Existem várias teorias que pretendem
explicar as bolhas Lyman-alfa. Uma delas supõe que estes objetos brilham
quando gás frio é atraído pela gravidade elevada da bolha e
consequentemente aquece. Outra supõe que o brilho se deve a objetos
brilhantes existentes no seu interior: galáxias com formação estelar
elevada, ou que contêm buracos negros que se encontram a atrair matéria.
Estas novas observações mostram que a fonte de energia da LAB-1
deve-se, de fato, a galáxias no seu interior ao invés de gás a ser
atraído e aquecido.
Radiação polarizada surpreende astrônomos
A equipe testou as duas teorias fazendo
medições para saber se a radiação emitida pela bolha se encontrava
polarizada. Ao estudar qual a polarização da radiação, os astrônomos
podem inferir sobre os processos físicos que lhe dão origem, ou saber o
que lhe aconteceu entre a sua emissão e a sua chegada à Terra. Se for
refletida ou dispersada torna-se polarizada e este efeito pode ser
detectado por um instrumento muito sensível. Medir a polarização da
radiação emitida por uma bolha Lyman-alfa é, no entanto, algo bastante
difícil, já que estes objetos se encontram muito distantes de nós.
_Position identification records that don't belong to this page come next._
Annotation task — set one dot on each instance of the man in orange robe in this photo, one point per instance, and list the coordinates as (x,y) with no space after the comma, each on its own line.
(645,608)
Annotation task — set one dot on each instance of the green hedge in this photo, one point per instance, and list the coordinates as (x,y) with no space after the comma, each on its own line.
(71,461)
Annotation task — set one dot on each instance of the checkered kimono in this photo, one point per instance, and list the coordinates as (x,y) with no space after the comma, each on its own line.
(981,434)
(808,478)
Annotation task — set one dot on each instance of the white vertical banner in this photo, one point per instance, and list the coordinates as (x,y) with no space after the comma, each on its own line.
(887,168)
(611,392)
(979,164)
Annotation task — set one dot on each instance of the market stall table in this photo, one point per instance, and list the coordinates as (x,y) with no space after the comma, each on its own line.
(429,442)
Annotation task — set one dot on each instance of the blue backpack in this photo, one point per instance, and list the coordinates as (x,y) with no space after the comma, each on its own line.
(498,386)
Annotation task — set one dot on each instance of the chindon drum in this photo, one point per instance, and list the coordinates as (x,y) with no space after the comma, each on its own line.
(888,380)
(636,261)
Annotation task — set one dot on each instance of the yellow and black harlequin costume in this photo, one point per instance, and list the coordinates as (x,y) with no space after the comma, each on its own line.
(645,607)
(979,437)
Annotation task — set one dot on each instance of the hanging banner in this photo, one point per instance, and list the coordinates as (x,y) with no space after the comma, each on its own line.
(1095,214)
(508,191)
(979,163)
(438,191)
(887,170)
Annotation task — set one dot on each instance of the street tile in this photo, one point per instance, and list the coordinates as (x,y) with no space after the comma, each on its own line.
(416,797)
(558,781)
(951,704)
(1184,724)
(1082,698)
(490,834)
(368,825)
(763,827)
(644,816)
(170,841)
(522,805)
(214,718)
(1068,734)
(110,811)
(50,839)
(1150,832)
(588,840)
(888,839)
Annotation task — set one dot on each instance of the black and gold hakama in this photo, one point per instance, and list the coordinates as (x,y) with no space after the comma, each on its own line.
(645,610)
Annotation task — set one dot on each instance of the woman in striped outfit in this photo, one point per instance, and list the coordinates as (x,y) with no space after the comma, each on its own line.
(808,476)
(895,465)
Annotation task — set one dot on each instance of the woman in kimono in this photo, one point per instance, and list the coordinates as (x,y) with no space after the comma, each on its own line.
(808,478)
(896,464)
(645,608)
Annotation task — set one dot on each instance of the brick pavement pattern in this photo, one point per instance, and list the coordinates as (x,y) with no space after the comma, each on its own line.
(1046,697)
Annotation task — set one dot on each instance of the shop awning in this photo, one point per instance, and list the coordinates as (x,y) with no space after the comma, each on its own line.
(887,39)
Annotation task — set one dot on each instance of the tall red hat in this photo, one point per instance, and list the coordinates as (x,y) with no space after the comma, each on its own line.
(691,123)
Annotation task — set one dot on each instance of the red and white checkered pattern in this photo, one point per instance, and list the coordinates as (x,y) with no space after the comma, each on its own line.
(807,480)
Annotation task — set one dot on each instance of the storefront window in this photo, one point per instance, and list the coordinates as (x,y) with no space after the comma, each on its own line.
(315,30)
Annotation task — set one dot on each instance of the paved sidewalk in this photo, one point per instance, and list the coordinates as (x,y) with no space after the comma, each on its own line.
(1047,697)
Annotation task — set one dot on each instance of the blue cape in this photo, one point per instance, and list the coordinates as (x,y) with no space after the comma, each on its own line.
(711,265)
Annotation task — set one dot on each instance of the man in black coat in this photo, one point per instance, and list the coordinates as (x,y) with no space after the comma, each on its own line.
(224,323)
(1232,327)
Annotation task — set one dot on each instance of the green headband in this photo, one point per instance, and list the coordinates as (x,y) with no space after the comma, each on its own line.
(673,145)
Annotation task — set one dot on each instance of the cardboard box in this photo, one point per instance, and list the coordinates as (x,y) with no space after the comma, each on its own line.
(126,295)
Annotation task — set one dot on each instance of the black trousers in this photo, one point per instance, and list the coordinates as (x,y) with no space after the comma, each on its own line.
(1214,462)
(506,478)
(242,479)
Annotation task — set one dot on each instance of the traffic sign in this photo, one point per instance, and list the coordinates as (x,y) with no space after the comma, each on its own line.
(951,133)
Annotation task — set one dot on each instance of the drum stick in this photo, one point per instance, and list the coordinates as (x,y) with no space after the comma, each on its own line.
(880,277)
Claudia Scarlata (Universidade do Minnesota, EUA), co-autora do artigo, esclareceu:
Estas observações nunca poderiam ter
sido feitas sem a ajuda do VLT e do seu instrumento FORS. Precisávamos
claramente de duas coisas: um telescópio com um espelho de, pelo menos,
oito metros de diâmetro de modo a poder coletar radiação suficiente, e
de uma câmara capaz de medir a polarização da radiação. Não existem
muitos observatórios no mundo capazes de oferecer uma tal combinação.
Ao observar o seu alvo ao longo de cerca
de 15 horas com o VLT (Very Large Telescope), a equipe descobriu que a
radiação emitida pela bolha Lyman-alfa LAB-1 estava polarizada em um
anel em torno da região central e que não há polarização no centro. Este
efeito peculiar é praticamente impossível de atingir se a radiação for
emitida apenas pelo gás que está a ser atraído pela bolha devido à
gravidade, mas justamente isto é o que se espera se a radiação tiver
origem em galáxias embebidas na região central, antes de ser dispersada
pelo gás.
Os astrônomos planejam estudar mais
objetos deste tipo para comprovar se os resultados obtidos para a bolha
LAB-1 são válidos para outras bolhas.
Este trabalho foi publicado no artigo científico "Central Powering of the Largest Lyman-alpha Nebula is Revealed by Polarized Radiation” de Hayes et al., publicado na revista Nature de 18 de Agosto de 2011.
A equipe que trabalhou neste estudo foi
composta por Matthew Hayes (Universidade de Toulouse, França e
Observatório de Geneve, Suíça), Claudia Scarlata (Universidade do
Minnesota, EUA) e Brian Siana (Universidade da Califórnia, Riverside,
EUA).
Notas
[1] O nome "bolha de Lyman-alfa”
se originou do fato destas gigantescas bolhas emitirem radiação em um
comprimento de onda característico, conhecido como a radiação
"Lyman-alfa” (Lyα). Esta emissão é produzida quando elétrons
pertencentes aos átomos do hidrogênio migram do segundo nível de energia
para o nível fundamental.
[2] Polarização: quando
as ondas de radiação luminosa estão polarizadas, suas componentes de
campo eléctrico e magnético têm uma orientação específica. Na luz
despolarizada a orientação dos campos é aleatória e não apresenta
nenhuma direção preferencial.
[3] O efeito 3D é
criado para permitir que o olho esquerdo e o direito vejam imagens
ligeiramente diferentes, dandos-nos a sensação da visão tridimensional.
Em alguns cinemas 3D este efeito é obtido através do uso da luz
polarizada: imagens separadas com radiação polarizadas são tratadas por
filtros dispositivos polarizantes existentes nos óculos antes de chegar
aos nossos olhos esquerdo e direito.
[4] Galáxias ativas são
galáxias muito luminosas que contêm violenta atividade nos seus núcleos
provavelmente provocadas pelo buraco negro central supermassivo que se
encontra "em atividade”. A sua intensa luminosidade origina-se do
material super aquecido em queda para o interior do buraco negro.